Entretien mené par Basile Netour
et Abdourahman Bindowo
Artiste-musicien à Garoua
ISNEBO fait partie des créateurs du groupe des Faadah Kawtal, sa richesse artistique est inestimable. Il a parcouru le monde entier pour promouvoir l’écho musical enchanteur des musiques sahéliens ; il a reçu des prix dans de nombreux pays du sahel. Les Faadah Kawtal ont séduit l’Afrique à leur époque, aujourd’hui dans le silence, Afriksurseine est allé à la rencontre de l’un des pionniers pour retracer avec lui les grands moments de leur succès.
Bonjour Isnebo, pouvez-vous vous présenter et surtout nous parler de votre carrière musical ?

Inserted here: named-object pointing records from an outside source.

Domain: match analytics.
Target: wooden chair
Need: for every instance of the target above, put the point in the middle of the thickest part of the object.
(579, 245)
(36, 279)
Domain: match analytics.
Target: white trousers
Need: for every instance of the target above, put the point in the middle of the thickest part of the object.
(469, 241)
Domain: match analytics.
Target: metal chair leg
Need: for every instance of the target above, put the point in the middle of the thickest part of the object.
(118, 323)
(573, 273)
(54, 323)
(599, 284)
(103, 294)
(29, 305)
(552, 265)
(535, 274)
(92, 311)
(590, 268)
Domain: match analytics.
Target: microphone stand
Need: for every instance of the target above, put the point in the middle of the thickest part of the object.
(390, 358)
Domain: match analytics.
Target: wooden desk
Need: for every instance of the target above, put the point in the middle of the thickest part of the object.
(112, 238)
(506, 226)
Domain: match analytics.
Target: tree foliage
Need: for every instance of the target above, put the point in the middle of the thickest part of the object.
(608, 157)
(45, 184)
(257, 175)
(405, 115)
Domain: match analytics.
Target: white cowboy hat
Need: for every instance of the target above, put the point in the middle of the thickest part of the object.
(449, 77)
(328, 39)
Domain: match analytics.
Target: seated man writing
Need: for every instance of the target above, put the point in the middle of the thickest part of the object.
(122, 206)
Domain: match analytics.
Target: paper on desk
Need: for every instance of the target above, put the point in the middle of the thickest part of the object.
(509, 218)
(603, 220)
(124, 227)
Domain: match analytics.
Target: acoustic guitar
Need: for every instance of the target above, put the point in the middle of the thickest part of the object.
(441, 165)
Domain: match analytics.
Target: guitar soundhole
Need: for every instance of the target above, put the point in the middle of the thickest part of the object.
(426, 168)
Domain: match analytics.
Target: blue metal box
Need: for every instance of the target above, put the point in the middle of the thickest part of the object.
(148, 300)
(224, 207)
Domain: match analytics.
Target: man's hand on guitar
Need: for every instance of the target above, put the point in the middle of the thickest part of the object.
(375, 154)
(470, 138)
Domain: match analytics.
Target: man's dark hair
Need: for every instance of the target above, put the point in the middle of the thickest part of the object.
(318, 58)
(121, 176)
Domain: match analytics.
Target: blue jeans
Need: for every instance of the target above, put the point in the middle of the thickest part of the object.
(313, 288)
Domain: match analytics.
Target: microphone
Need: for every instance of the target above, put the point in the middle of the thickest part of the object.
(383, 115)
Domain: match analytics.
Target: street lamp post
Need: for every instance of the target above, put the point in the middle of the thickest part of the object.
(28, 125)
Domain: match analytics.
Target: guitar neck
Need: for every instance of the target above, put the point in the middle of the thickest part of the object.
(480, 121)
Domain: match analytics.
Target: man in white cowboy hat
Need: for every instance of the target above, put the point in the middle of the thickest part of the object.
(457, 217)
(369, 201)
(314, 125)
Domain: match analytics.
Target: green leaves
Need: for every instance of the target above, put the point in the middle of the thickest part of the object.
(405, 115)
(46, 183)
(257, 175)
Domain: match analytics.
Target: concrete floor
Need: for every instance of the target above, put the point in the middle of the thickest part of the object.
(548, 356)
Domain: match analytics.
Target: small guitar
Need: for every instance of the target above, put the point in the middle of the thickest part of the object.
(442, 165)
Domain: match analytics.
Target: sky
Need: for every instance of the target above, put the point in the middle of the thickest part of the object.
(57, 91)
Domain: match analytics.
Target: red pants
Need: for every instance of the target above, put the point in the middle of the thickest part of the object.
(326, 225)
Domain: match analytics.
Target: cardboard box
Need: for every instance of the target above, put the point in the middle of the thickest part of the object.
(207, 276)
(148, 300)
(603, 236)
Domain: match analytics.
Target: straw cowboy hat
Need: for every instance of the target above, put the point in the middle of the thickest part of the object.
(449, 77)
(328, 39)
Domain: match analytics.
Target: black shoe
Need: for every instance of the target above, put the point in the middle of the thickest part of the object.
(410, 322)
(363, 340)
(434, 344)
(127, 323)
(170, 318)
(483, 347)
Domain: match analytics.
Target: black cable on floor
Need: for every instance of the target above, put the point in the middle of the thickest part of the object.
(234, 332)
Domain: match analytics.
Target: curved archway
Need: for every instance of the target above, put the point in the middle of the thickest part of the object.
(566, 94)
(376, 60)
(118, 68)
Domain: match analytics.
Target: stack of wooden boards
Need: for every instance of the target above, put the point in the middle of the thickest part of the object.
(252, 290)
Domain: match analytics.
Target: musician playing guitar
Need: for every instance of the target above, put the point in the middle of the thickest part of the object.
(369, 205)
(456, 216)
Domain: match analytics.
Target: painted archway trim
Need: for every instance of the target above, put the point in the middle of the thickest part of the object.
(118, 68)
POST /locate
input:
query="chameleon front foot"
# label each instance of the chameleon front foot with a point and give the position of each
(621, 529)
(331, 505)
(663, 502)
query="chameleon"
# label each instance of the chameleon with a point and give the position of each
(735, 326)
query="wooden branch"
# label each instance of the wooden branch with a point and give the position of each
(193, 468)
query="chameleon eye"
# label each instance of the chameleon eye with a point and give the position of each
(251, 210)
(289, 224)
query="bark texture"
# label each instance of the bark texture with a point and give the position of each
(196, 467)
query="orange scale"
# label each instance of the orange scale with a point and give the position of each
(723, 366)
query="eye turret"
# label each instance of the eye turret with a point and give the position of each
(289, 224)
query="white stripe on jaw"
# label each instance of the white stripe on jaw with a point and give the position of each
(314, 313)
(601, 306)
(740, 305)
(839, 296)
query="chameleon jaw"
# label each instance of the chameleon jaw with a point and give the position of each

Merci pour l’honneur que vous me faites et heureux de connaitre AFRIKSURSEINE, un média qui fait la promotion des artistes entre autre. Ceci dit, je suis ISNEBO, mon nom d’artiste, est Haman Tizi Aharanka Daniel dans l’état civil : Je suis natif de Biou, une bourgade située à l’Est de Guider dans le Mayo Louti Région du Nord-Cameroun.
Quel a été votre parcours scolaire avant d’arriver à la musique ?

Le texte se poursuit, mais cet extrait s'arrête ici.